£30m a year to f ight crime abroad as UK police struggle
BRITISH taxpayers are spending £30million a year on fighting crime abroad while cash-strapped UK forces struggle.
The money, channelled through the Department for International Development (DFID) and the Foreign Office, is enough to pay the wages of 1,100 beat officers.
One example The Mail on Sunday unearthed was a £1.5million scheme to empower women against sexual violence through football coaching in Kenya. It finished last year after DFID itself identified there was actually a risk of the women being exposed to abuse through participation. Other big ticket projects include the worldwide UK Action Against Corruption Programme which alone will spend £40million by 2020. Many beneficiaries have no obvious link to the UK, such as the £124,000 spent to ‘build the capacity of the Albanian judiciary’ or £75,000 to fight serious and organised crime in Panama.

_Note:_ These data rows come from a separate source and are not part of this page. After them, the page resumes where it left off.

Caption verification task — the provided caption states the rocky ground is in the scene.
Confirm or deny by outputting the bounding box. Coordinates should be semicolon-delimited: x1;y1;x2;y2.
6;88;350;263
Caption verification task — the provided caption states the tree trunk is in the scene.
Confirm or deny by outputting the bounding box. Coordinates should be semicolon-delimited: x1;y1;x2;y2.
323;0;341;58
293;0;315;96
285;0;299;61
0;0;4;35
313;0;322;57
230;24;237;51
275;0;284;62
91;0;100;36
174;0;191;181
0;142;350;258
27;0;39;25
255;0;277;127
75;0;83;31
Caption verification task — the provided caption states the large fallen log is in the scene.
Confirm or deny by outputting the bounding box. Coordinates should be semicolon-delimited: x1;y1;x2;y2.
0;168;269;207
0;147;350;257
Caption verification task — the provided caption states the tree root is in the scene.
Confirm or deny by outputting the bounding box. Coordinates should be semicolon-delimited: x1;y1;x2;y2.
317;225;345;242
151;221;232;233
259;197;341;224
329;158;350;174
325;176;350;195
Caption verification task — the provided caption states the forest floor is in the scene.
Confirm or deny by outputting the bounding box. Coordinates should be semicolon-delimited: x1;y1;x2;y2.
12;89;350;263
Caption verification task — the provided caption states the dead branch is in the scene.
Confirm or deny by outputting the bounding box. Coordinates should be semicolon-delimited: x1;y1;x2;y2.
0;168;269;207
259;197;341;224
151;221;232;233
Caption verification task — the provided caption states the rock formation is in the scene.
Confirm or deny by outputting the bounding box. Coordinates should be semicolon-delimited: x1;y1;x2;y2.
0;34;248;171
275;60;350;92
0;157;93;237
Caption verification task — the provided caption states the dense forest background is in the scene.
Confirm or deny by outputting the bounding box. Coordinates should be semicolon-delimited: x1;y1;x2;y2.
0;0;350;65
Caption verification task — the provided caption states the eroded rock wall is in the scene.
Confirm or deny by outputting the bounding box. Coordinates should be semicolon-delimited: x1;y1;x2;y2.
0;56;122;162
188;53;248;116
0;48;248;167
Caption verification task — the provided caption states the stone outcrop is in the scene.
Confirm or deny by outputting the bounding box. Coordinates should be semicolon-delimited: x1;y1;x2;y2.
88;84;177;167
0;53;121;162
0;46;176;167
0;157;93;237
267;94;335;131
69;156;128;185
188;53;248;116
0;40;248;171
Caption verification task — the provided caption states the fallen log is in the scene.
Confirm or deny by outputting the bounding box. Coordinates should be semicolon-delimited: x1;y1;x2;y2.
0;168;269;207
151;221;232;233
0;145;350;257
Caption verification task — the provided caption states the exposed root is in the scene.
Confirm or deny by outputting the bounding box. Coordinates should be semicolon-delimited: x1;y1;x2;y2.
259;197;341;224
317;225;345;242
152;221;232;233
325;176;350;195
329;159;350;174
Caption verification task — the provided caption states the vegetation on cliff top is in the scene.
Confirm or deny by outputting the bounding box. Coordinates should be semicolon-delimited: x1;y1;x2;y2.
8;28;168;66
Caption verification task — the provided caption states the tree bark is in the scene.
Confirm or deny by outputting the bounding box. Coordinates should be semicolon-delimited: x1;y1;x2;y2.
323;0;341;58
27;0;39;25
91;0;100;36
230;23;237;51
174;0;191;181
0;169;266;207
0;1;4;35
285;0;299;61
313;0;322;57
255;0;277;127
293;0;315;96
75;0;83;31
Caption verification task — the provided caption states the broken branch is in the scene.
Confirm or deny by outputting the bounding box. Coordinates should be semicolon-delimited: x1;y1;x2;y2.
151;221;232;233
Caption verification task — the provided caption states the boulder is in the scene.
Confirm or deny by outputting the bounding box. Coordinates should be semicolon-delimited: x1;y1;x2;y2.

Tory MP Peter Bone said: ‘This money would best be spent here, helping prevent violent crime rather than on dubious projects overseas. Only a fraction of that amount could be spent putting more police on the beat, catching criminals and deterring crime.
A Government spokesman said: ‘UK aid helps combat crimes such as human trafficking, corruption and drug smuggling. Tackling crime at source reduces the burden on UK law enforcement and strengthens our national security.’